An Israeli NGO behind settlement construction in Palestinian lands says that every year the regime demolishes 1,000 homes in the Negev desert, home to Bedouin nomadic tribes for the past 1,000 years.
Some 220,000 people currently live in the region, Amichai Yogev, the southern region director of pro-settlement NGO Regavim, said in an interview with the Jewish Voice on Wednesday.
The group is demolishing homes in the region in cooperation with Israel's interior ministry, Israel Land Agency, and the Jewish National Fund.
Yogev claimed that the Palestinian residents of the Negev build 2,000 to 3,000 homes a year in the "unrecognized" villages, which hold some 70,000 homes along with the "recognized" ones.
In response to a question regarding what makes the villages classified as “unrecognized", Yogev said that all the ones located in the Beersheba-Arad-Yeruham triangle are "illegal”.

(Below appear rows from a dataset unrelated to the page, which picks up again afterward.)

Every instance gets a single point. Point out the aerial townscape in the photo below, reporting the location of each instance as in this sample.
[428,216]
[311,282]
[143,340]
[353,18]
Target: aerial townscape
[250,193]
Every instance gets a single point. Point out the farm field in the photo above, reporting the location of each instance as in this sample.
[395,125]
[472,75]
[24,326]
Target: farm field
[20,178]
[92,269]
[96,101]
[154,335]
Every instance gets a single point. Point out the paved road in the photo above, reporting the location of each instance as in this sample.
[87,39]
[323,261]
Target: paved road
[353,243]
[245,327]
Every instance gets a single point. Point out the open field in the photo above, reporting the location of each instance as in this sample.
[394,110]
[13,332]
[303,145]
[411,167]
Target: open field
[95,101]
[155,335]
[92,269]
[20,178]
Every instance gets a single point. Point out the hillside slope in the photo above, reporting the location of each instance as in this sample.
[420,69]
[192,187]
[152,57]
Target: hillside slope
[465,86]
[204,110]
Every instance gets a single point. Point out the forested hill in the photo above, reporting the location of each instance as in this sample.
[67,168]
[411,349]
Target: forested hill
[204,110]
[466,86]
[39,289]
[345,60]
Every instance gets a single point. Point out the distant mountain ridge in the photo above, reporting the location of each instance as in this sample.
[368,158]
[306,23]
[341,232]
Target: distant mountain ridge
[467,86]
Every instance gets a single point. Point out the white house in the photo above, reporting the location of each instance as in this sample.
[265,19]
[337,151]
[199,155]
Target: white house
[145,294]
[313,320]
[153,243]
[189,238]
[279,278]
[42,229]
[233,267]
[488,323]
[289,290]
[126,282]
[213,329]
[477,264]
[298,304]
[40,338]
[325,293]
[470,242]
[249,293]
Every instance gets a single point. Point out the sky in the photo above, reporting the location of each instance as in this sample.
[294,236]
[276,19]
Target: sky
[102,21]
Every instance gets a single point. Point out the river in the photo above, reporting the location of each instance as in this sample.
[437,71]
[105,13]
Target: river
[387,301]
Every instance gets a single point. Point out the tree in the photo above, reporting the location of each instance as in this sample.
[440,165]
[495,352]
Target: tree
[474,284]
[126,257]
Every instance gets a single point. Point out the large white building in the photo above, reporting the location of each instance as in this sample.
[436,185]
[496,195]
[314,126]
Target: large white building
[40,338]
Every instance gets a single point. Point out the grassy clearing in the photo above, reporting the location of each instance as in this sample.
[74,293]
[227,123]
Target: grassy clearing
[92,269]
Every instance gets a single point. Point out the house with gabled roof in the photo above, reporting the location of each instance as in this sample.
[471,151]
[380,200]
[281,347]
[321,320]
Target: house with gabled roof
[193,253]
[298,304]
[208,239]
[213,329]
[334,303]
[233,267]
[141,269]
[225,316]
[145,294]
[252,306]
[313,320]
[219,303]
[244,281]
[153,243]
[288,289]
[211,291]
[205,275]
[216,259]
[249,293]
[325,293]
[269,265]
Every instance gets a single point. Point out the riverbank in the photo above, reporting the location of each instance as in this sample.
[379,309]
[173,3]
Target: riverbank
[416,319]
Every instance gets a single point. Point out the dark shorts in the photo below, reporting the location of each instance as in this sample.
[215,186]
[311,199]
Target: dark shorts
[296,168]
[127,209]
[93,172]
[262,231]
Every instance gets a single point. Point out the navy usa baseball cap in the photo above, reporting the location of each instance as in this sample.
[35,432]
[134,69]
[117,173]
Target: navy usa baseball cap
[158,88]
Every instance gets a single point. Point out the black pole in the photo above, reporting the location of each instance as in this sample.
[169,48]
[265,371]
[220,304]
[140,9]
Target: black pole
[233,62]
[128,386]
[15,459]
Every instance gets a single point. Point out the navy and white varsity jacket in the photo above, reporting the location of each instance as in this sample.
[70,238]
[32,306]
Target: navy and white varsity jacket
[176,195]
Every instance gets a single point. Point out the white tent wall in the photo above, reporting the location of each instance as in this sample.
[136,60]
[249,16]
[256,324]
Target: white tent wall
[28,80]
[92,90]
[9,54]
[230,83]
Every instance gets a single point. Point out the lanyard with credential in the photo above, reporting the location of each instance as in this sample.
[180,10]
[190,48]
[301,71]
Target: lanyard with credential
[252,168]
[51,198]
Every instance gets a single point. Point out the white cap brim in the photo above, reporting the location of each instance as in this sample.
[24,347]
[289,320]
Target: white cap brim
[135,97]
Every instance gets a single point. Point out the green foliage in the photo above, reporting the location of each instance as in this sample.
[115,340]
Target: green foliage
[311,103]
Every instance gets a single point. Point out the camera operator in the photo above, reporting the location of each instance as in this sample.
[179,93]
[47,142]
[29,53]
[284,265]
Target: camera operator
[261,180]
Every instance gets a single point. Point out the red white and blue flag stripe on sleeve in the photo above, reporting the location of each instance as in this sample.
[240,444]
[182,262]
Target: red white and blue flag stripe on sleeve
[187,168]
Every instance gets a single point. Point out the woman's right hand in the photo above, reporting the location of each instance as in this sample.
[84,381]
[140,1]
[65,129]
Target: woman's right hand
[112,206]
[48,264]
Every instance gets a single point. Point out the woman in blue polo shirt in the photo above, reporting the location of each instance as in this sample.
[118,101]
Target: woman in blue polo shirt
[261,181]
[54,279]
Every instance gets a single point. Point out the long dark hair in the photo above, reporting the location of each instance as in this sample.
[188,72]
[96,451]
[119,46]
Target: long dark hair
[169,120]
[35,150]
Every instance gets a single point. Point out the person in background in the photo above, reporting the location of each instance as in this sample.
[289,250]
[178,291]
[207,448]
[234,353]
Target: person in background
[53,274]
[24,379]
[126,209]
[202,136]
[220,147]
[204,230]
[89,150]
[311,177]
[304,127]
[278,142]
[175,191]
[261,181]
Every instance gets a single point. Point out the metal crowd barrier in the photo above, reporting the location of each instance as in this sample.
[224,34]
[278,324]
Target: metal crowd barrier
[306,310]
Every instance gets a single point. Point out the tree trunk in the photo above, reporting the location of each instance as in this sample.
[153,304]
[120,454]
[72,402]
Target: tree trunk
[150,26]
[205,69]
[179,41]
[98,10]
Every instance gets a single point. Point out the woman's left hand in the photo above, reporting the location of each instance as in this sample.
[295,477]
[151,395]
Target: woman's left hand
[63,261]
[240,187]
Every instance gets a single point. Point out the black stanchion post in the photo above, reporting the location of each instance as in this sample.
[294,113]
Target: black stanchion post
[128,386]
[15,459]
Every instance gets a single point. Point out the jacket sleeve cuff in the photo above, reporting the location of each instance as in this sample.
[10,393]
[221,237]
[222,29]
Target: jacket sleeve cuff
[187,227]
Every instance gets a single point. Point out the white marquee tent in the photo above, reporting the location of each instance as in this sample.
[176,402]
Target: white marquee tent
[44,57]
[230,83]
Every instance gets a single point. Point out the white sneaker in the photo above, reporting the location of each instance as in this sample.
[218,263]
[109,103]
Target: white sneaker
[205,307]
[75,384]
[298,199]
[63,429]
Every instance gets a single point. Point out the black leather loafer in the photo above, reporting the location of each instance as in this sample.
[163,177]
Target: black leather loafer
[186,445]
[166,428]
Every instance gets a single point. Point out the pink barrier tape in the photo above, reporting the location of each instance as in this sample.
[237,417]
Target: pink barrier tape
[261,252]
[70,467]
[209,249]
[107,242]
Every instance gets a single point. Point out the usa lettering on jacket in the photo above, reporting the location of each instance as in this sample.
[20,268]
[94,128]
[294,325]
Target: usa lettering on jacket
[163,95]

According to the indigenous people of the Negev desert, Regavim is a racist NGO, whose inspectors are mostly extremist settlers living in the settlements nearby.
The United Nations and most countries regard the Israeli settlements as illegal because the territories were captured in a war in 1967 and are hence subject to the Geneva Conventions, which forbid construction on occupied lands.
Violation of international law
The illegal constructions are not the only crimes Tel Aviv commits. The regime also launches offensives against Palestinian every now and then, including one last summer against the Gaza Strip that left over 2,200 people dead.
On Monday, a UN Human Rights Council’s report detailed war crimes during the Israeli aggression, calling for those responsible to be “brought to justice”.
On the heels of the report, Palestinian officials are finally managing to hand over the details of Israel's crimes to the International Criminal Court (ICC) in The Hague.
A file containing hundreds of pages about Tel Aviv’s atrocities is expected to be given to the ICC by the Palestinian foreign minister, Riyad al-Maliki, on Thursday.
Last week, Palestinian official Ammar Hijazi said the file details violations of international law by Tel Aviv and “draws a grim picture of what Israel is doing and why we think that there are reasonable grounds… for the prosecutor to start investigations.”
An order for a preliminary examination and then a full criminal investigation could be issued by ICC chief prosecutor Fatou Bensouda following the Palestinian complaint.